我会权衡答案,但我也会回应评论中所说的话。这是一个可怕的想法。你有一个管理问题,而不是技术问题。虽然我知道你的“老板”要求你为他们解决他们的问题,但我认为你需要让他们知道这个问题没有技术解决方案。
您正在查看的 Microsoft 解决方案是Software Restriction Policies。您可以定义各种标准来允许/禁止程序执行。
以“允许一切,阻止异常”模式(微软称为“无限制模式”)运行将无济于事。用户可以重命名文件或复制文件,并在末尾附加一个垃圾字节以消除加密哈希。
在“不允许的模式”中,只允许明确允许的程序或路径运行,软件限制策略确实有效。(需要注意的是,如果用户具有“管理员”权限,那么无论您如何配置它,您试图阻止他们的尝试都是无效的。)对于非管理员用户和“不允许模式”中的一些定义良好的路径(路径用户无法写入文件的地方)您可以出色地完成使 Windows XP 防止未经授权的软件运行的工作。
显然,作为“全部拒绝,允许显式”架构意味着设置它需要更多的工作,但“胜利”是它确实可以阻止几乎所有不需要的软件在计算机上运行(甚至是“存在”在用户文件夹中的软件)有权写信——例如,谷歌浏览器的一个技巧)。
我怎么强调都不过分,你试图用技术手段解决管理问题。
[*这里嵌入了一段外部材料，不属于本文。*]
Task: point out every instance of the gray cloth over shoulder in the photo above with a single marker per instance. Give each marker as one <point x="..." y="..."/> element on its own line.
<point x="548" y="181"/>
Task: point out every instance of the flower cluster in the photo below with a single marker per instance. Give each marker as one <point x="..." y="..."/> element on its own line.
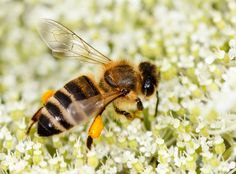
<point x="192" y="43"/>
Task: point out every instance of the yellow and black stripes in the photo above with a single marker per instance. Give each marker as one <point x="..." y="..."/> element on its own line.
<point x="54" y="116"/>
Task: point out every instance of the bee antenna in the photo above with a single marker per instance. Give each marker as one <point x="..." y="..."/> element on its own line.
<point x="29" y="128"/>
<point x="125" y="91"/>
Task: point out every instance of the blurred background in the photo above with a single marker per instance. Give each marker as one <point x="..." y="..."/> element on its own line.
<point x="192" y="42"/>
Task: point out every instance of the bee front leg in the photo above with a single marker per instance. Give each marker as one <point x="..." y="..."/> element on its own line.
<point x="139" y="104"/>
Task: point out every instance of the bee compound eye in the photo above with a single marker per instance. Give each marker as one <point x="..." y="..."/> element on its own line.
<point x="148" y="87"/>
<point x="125" y="91"/>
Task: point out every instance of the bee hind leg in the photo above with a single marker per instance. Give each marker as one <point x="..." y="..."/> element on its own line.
<point x="157" y="103"/>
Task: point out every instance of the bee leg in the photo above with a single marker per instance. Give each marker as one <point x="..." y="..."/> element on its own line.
<point x="139" y="104"/>
<point x="94" y="131"/>
<point x="46" y="95"/>
<point x="157" y="103"/>
<point x="89" y="142"/>
<point x="34" y="119"/>
<point x="125" y="113"/>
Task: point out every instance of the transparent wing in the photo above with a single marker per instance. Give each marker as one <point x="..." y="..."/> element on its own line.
<point x="82" y="110"/>
<point x="65" y="43"/>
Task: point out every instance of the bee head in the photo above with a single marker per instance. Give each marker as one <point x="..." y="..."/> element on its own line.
<point x="150" y="77"/>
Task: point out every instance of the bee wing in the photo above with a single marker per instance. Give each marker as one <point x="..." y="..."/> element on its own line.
<point x="65" y="43"/>
<point x="82" y="110"/>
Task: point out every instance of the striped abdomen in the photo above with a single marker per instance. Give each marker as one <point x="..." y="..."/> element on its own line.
<point x="54" y="117"/>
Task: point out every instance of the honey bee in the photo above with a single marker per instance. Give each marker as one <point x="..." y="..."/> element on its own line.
<point x="82" y="98"/>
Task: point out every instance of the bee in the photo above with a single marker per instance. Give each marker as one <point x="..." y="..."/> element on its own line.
<point x="82" y="98"/>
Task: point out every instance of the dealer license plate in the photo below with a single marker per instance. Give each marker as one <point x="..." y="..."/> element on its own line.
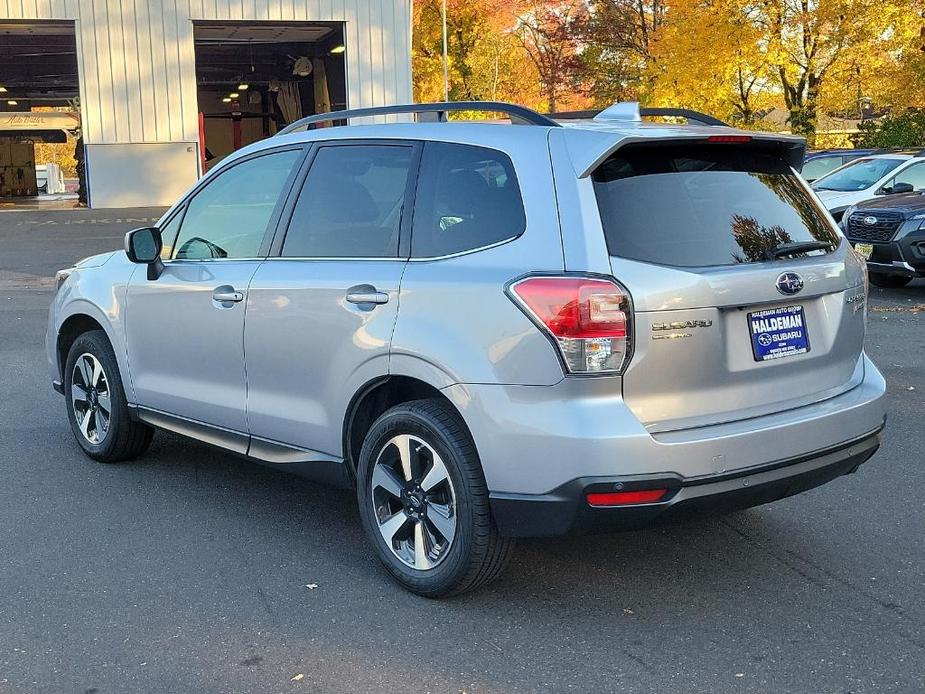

这是浪费时间、浪费精力和制造比你“解决”更多的问题的秘诀。除非您在不允许的模式下执行非常激烈的操作,例如软件限制策略(并剥夺用户的管理员权限),否则您将一事无成。如果您确实采取了如此严厉的措施,那么您最终将花费的时间和金钱比管理层只是“男人起来”(或“女人起来”,视情况而定)并完成他们的工作所花费的时间和金钱要多得多。
不久前,我与网络上的某个人遇到了这个确切的问题。
为了在核心时间控制这种行为,我编写了下面的脚本。通过在 Cygwin shell 中使用 Windows 中的已调度任务运行它,您可以在您选择时运行它,并让调度程序在您希望用户的程序重新开始工作时终止该作业。这在 unix 机器上不起作用,因为这是一个使用 windows 命令和 BASH shell 脚本的混合脚本。另外值得注意的是,如果您想避免使用 Windows 调度程序,可以在 cygwin shell 中将其设置为 CRON 作业。
先决条件
1) Cygwin 加载到您控制的系统上,该系统与用户位于同一网络上。(我为此使用了我的管理系统,因为我已经有 Cygwin) 2)在运行软件的系统上具有管理权限的用户帐户。
背景
我建议不要使用域管理员帐户或本地管理员,因为如果您的脚本被泄露,它将暴露您的管理员密码。创建一个离散的探测本地帐户。我建议使用听起来像是来自计算机供应商的一种。
脚本的详细分解
在此示例中,HQ-WS-599 是用户所在的工作站 hpassistant 是我在此用户系统上创建的本地用户帐户,/P 引用帐户密码。warcraft.exe 和代码下面列出的两个是我决定限制的三个程序。sleepytime 变量决定了它尝试通过网络访问并终止您定义的进程的频率。
它是如何工作的?
当我开始使用这个脚本时,我发现它运行起来非常棒。即使是非常精通技术的用户也很难弄清楚这一点。如果没有嗅探器或其他有洞察力的工具,除了进程在没有通知的情况下自发消失之外,您不会看到任何迹象表明它正在运行。
现在进入脚本...
我希望这个对你有用
对所有“这是人的问题,而不是技术问题”的评论 +1。
但是...如果必须,这将是使用Sysinternal 的 PsTools的好地方。您可以使用PsList显示远程框上正在运行的进程,并使用 PsKill远程终止游戏进程。
来自 sysinternals 的PSKILL将允许您远程终止进程。您可以在系统上设置一个 .cmd 并将其放入任务调度程序中,以每 5、10 或 15 分钟执行一次。
如果管理层不按他们应该的方式处理这个问题,那么告诉他们是的,你可以处理它,但不能像限制他们何时可以玩游戏那样半途而废。从长远来看,小心翼翼地解决问题不会有帮助。
我会删除或重命名可执行文件。如果它是扫雷或心脏或类似的东西,你应该完成。如果这是他们自己安装的游戏,请提醒他们不要在公司计算机上安装自己的软件。如有必要,删除他们的管理员访问权限。
我会通过记录您被要求做的事情、由谁、何时以及您为实施它而采取的步骤以及任何其他相关的沟通或行动/反应来记录 CYA。
使用 GPO 并实施软件限制策略。不幸的是,它要么关闭,要么打开。使用 taskkill 不会阻止用户再次启动应用程序。